There has been a lot said about AI in the news and elsewhere. People are worried if it will cause unemployment or create bias in hiring staff or approving bank loans.
Worryingly, there are more and more reports of AI being used to scam unsuspecting and vulnerable people.
How do scammers use AI?
Scammers use AI to personalise their scams to target people especially those in vulnerable situation. By collecting information from online sources like the internet or social media, they can create realistic personal stories that play on your emotions. This is particularly effective with some stroke survivors who may feel lonely and isolated, and are more likely to respond to messages that seem to be personally tailored to their situation.

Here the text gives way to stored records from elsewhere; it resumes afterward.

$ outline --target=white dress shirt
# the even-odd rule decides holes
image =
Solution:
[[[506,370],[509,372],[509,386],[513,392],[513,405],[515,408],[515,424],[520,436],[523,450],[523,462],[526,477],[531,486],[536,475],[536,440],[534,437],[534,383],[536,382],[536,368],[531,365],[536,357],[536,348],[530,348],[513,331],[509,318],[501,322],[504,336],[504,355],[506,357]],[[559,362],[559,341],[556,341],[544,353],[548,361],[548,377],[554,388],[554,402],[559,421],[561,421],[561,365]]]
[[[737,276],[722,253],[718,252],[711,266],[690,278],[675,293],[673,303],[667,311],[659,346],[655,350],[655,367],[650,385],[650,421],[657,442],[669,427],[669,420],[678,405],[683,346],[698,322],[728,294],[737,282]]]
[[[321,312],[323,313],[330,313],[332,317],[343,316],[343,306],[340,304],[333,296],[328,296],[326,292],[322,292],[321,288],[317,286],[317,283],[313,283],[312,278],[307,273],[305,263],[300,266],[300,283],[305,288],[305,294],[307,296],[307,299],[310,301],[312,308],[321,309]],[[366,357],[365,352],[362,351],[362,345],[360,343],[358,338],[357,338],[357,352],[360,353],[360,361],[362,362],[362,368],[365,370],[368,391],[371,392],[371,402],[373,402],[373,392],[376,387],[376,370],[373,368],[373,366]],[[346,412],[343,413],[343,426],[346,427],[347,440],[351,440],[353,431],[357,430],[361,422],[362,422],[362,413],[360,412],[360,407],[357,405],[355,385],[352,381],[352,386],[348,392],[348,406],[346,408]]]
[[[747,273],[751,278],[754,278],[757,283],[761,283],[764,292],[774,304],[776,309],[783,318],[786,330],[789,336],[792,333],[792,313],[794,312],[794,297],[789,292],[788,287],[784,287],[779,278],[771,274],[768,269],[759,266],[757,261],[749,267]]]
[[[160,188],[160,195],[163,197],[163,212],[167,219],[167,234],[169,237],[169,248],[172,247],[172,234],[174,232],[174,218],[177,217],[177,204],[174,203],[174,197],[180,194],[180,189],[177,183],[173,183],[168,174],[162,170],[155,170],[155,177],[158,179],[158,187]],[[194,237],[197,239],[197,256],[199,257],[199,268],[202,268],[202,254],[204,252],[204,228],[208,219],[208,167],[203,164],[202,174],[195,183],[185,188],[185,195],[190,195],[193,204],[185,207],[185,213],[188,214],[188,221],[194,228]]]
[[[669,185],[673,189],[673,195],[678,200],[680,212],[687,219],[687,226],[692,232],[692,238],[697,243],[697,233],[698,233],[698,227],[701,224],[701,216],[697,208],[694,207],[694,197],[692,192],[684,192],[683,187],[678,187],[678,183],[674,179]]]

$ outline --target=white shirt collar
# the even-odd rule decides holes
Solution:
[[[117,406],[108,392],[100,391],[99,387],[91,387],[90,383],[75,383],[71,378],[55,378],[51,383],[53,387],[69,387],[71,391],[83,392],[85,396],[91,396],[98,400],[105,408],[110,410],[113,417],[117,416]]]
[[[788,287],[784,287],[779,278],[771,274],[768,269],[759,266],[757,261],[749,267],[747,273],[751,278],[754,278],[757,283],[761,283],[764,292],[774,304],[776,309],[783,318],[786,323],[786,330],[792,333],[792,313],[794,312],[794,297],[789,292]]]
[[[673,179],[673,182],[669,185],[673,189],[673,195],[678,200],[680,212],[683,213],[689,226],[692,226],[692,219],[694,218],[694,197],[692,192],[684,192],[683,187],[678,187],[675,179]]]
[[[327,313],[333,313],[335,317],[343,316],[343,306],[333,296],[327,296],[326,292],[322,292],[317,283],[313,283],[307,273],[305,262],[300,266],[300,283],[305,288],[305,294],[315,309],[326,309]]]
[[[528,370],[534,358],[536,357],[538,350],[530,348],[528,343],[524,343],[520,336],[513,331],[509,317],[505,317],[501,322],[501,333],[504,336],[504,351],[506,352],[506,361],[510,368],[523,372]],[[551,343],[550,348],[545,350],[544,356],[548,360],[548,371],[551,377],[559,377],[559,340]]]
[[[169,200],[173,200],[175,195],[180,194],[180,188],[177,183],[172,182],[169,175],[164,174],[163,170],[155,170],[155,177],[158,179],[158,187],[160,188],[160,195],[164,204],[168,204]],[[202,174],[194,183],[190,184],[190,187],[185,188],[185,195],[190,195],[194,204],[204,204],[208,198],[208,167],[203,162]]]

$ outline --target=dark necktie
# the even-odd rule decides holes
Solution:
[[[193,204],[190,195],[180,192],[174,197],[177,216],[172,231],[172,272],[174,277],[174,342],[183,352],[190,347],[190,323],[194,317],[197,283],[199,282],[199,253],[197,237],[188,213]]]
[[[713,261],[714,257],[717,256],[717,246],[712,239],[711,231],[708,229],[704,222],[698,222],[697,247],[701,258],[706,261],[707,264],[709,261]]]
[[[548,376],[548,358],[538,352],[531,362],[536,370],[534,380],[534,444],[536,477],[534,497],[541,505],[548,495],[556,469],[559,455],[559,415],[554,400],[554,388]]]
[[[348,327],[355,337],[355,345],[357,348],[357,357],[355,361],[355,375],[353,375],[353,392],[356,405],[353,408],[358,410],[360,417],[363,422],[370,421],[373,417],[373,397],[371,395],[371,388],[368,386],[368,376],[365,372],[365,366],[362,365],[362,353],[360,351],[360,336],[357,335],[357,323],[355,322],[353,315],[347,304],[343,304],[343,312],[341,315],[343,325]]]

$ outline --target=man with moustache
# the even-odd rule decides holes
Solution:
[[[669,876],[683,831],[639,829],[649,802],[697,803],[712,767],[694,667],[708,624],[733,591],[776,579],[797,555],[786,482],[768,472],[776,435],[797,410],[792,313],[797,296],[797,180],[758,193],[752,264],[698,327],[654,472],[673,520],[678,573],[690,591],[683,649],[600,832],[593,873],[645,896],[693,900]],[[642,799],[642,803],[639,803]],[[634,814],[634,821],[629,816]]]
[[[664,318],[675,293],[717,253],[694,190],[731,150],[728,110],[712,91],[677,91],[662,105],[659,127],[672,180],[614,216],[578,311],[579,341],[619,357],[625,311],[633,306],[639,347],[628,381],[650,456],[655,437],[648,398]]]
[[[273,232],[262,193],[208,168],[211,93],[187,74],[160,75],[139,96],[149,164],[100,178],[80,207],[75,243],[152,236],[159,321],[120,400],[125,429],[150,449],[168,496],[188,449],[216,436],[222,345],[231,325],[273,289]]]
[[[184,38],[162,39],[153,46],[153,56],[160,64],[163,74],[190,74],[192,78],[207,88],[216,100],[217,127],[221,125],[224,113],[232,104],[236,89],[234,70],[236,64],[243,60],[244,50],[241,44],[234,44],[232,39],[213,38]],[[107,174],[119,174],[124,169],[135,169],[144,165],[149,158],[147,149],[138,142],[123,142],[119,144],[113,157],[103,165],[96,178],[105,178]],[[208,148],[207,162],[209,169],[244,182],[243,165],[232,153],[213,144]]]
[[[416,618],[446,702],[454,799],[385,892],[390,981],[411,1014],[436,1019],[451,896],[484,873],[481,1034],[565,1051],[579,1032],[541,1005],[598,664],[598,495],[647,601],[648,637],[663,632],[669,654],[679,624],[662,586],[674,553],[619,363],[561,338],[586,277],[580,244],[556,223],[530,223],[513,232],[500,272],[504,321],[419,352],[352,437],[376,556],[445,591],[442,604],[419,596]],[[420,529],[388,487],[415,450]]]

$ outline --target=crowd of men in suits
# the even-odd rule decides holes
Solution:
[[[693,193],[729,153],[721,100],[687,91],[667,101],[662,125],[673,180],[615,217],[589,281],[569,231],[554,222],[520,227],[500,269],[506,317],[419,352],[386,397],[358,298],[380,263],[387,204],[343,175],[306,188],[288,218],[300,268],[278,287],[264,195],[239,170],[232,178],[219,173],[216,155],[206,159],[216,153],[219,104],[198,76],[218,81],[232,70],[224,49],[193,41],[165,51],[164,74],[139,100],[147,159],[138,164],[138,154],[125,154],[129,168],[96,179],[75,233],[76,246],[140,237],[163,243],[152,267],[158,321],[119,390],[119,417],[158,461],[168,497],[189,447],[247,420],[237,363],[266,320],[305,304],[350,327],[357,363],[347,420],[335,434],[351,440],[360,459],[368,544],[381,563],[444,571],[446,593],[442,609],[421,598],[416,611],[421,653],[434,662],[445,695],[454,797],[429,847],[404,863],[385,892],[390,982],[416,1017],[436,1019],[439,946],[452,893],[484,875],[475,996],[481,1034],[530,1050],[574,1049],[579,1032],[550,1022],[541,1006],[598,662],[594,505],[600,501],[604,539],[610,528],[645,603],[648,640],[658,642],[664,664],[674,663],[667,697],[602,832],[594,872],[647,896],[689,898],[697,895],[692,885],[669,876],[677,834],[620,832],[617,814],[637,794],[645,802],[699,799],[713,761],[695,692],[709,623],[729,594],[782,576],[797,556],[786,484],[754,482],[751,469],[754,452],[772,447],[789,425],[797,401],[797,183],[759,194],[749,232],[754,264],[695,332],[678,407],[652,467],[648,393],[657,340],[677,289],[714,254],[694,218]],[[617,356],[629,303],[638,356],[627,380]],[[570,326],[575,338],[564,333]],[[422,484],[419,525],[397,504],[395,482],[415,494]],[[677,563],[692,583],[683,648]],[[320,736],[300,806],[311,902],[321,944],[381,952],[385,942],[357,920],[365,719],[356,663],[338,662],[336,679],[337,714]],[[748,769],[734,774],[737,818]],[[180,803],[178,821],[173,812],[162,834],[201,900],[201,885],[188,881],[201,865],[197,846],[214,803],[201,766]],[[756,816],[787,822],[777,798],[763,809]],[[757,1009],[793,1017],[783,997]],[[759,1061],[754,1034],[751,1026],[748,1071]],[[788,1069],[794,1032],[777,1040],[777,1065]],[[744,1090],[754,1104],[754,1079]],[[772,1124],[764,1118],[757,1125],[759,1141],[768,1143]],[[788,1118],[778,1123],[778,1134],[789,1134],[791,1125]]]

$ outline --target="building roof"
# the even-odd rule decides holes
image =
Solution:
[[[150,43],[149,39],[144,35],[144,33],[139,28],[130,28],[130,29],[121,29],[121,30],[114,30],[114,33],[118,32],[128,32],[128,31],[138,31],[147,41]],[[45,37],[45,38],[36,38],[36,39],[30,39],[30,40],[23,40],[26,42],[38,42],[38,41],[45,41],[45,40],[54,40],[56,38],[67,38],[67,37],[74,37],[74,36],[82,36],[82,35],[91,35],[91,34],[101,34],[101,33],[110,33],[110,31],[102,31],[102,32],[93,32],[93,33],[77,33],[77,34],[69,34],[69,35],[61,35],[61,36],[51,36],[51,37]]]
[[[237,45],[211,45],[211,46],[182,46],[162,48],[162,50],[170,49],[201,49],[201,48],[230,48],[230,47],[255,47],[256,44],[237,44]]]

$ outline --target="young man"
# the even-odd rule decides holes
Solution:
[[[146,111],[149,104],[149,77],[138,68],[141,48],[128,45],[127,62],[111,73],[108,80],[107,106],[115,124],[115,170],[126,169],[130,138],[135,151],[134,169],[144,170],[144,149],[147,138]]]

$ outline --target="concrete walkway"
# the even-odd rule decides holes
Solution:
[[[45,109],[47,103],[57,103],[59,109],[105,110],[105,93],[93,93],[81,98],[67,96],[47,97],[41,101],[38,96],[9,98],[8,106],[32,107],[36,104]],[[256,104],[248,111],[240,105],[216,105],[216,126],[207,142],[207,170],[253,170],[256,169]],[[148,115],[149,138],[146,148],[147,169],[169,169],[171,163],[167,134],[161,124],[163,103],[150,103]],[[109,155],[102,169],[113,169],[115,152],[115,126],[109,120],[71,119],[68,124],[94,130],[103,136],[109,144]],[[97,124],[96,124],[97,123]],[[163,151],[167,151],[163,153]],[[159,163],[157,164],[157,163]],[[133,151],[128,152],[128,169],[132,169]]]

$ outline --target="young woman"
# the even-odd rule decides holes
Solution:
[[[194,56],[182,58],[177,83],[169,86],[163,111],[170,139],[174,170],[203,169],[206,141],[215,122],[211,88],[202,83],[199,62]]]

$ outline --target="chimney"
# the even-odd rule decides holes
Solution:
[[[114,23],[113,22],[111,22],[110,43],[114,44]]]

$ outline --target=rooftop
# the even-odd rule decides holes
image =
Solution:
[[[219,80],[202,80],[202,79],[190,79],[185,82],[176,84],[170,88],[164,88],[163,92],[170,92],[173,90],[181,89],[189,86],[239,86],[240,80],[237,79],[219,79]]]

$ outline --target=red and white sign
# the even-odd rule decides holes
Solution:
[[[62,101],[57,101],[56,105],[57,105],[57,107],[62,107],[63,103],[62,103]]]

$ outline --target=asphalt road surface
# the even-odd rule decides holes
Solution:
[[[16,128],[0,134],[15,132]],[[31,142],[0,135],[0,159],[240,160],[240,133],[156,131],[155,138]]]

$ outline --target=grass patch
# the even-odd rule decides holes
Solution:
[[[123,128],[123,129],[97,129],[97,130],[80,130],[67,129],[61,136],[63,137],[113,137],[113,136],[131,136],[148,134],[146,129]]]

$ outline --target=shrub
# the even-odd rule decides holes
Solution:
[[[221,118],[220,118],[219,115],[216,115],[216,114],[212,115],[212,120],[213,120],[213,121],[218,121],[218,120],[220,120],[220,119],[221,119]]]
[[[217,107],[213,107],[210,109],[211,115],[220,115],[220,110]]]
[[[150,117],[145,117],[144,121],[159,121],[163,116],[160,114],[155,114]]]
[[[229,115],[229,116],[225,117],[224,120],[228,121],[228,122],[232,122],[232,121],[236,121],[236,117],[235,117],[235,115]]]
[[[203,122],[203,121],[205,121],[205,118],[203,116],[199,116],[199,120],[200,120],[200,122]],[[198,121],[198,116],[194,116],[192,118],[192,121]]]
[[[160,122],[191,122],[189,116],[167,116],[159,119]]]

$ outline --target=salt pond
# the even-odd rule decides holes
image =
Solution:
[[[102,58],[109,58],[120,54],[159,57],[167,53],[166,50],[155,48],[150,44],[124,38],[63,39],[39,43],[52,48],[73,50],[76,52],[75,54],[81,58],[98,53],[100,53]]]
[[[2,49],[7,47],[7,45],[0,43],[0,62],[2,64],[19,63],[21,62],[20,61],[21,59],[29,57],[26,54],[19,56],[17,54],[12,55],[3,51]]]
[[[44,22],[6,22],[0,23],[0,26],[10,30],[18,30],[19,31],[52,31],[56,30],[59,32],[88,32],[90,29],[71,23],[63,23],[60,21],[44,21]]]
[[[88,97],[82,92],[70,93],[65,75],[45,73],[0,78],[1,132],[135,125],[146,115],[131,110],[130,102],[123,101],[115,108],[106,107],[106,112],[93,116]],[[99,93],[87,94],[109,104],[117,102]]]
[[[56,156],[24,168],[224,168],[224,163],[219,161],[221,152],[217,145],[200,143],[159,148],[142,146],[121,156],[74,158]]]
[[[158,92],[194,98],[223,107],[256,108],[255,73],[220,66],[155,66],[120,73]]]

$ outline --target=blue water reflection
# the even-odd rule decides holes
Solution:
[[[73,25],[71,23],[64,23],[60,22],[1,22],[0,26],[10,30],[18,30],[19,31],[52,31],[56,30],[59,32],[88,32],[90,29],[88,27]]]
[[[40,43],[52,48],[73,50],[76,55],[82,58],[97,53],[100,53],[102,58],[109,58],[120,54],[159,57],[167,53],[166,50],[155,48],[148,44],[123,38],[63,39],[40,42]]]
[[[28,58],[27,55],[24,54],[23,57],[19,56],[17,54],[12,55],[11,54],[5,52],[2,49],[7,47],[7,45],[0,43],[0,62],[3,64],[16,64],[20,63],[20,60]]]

Chatbots are AI-powered programs built to simulate human conversation. Scammers use chatbots to engage the unsuspecting person in conversations, gain personal information, and extract money from them by requesting donations. People who are socially isolated, often rely on online communities for support and friendship, making them more vulnerable to chatbot-based scams.
You may have to use chatbots when contacting your bank or other company through a website. Never divulge financial or personal information unless you are sure you are dealing with the organisation you intend to contact. Banks will never ask you to divulge passwords or PIN numbers in a chat or to any of their staff.
Deepfake technology is a computer-assisted method used to manipulate images, audio or videos to create made up content. AI is now so advanced that it can identify people from their images on the internet and create voice matches. Scammers use this to create fake videos or voice notes pretending to be a loved one. They may ask for financial assistance claiming to be in an emergency. They could also pretend to be a trusted official, such as a bank employee, to get personal financial information from you. People who may have impaired decision-making abilities, can be more susceptible to such manipulations.
If you get a call, text or voice note from someone claiming to be a loved one in an emergency ask them a question only the real person would know. If you suspect something's not quite right, end the communication.
Try to get hold of the real person using another channel.
If it's a video call pay attention to the small details. Is their skin really smooth or overly wrinkly? Does their hairline match movements with their jawline when they speak?
Scammers have found new ways to exploit vulnerable stroke survivors using AI technology. As stroke survivors and caregivers, it is essential to be aware of how they work. This can help mitigate the damage or avoid it in the first place. Always verify the identity of the person contacting you and be cautious about providing sensitive information.
If you're unsure about the authenticity of an online message or website, speak to someone you trust. Scammers rely on a victim's sense of shame that prevents them reporting a crime. If you or a loved one has been a victim of a scam, report the incident to the proper authorities.
Information and support
If you feel you may have been a victim of such scams, end all communication immediately and call your bank. They will advise you on what to do next. If you are in the UK and you aren't sure what number to call, you can call the hotline number 159 which is an easier way to contact your bank about fraud. You can also contact your local Citizens Advice who can offer help.
Action Fraud is a website set up by the police where you can also seek advice on how to report fraud or cybercrime in England, Wales and Northern Ireland. The site also offers advice on how to spot fraudulent activity.
Speak to family and those close to you if you are concerned that someone is trying to scam you. Scammers won't want you getting a second opinion as it interferes with their plan to get you to part with your money as quickly as possible.
Although AI might sound scary there are lots of ways it can benefit us so don't let the scammers give it a bad name. As long as you take a moment before making any decisions you have a very good chance of outwitting them.